On March 4, 2024, the City of New York filed a Voluntary Stipulation of Settlement (the “Settlement”) entered into by the City of New York and the Company in an action captioned The City Of New York v. Corphousing Group, Inc. f/k/a Corphousing LLC, and SoBeNY Partners, Inc. f/k/a SoBeNY Partners LLC (the “Action”). Under the terms of the Settlement, the Company is enjoined from future marketing, advertising or making available any rental properties for stay periods of 30 days or more in any properties that are subject to the short-stay prohibitions under applicable laws and regulations. The Settlement covers activity that ended in March 2022, and the Company has no intention in engaging in such business activity again. The Company agreed to an aggregate fine of $1,200,000 which shall be paid through an initial payment of $225,000 and six additional semi-annual payments of $162,500 through November 2026. Accrued liabilities associated with this item here included in the consolidated balance sheet as of December 31, 2023.

 

The Settlement shall become effective on the date (the “Effective Date”) that it is “so ordered” by the Supreme Court of the State of New York.

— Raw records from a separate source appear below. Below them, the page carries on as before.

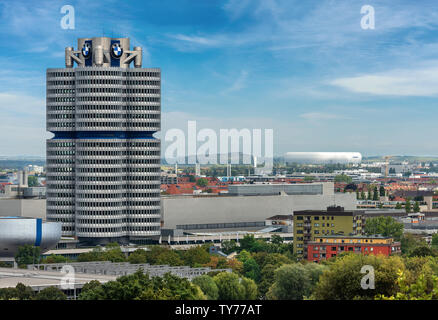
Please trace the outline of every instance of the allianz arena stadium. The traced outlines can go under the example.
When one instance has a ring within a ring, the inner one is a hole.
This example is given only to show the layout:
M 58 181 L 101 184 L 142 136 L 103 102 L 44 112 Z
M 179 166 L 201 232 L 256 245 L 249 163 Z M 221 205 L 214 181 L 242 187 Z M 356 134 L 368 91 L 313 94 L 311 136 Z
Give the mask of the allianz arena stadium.
M 0 257 L 14 257 L 24 245 L 52 249 L 61 239 L 61 223 L 42 219 L 0 217 Z

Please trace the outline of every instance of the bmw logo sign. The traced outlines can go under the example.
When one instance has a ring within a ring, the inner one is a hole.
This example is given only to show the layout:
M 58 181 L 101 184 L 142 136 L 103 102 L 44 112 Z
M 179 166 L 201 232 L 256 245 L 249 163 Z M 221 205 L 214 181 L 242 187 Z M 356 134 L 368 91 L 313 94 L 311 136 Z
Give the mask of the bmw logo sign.
M 111 46 L 111 54 L 114 58 L 120 58 L 123 54 L 123 49 L 119 43 L 113 43 Z
M 84 46 L 82 47 L 82 55 L 85 58 L 88 58 L 90 56 L 90 53 L 91 53 L 91 46 L 88 42 L 85 42 Z

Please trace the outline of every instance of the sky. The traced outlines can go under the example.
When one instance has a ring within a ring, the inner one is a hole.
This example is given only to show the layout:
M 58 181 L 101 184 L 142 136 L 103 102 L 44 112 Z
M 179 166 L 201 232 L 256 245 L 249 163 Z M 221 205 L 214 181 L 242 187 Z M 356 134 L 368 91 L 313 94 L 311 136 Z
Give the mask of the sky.
M 196 121 L 273 129 L 275 155 L 438 155 L 437 29 L 436 0 L 1 0 L 0 156 L 45 155 L 45 70 L 95 36 L 161 68 L 161 137 Z

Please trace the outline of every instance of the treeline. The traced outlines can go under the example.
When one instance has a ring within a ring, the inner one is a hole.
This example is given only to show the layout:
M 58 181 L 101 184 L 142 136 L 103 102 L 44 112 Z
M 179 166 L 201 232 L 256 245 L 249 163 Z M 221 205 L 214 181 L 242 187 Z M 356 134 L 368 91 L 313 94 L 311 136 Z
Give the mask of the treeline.
M 1 288 L 0 300 L 66 300 L 58 288 L 48 287 L 36 293 L 31 287 L 18 283 L 15 288 Z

The Settlement contains a release and waiver from the City of New York in favor of the Company, parents, subsidiaries, other affiliates, and all of their officers, directors, agents, employees, insurers and assigns with respect to any and all matters addressed in the Settlement that occurred or may have accrued up to the Effective Date (upon payment in full of the settlement amount).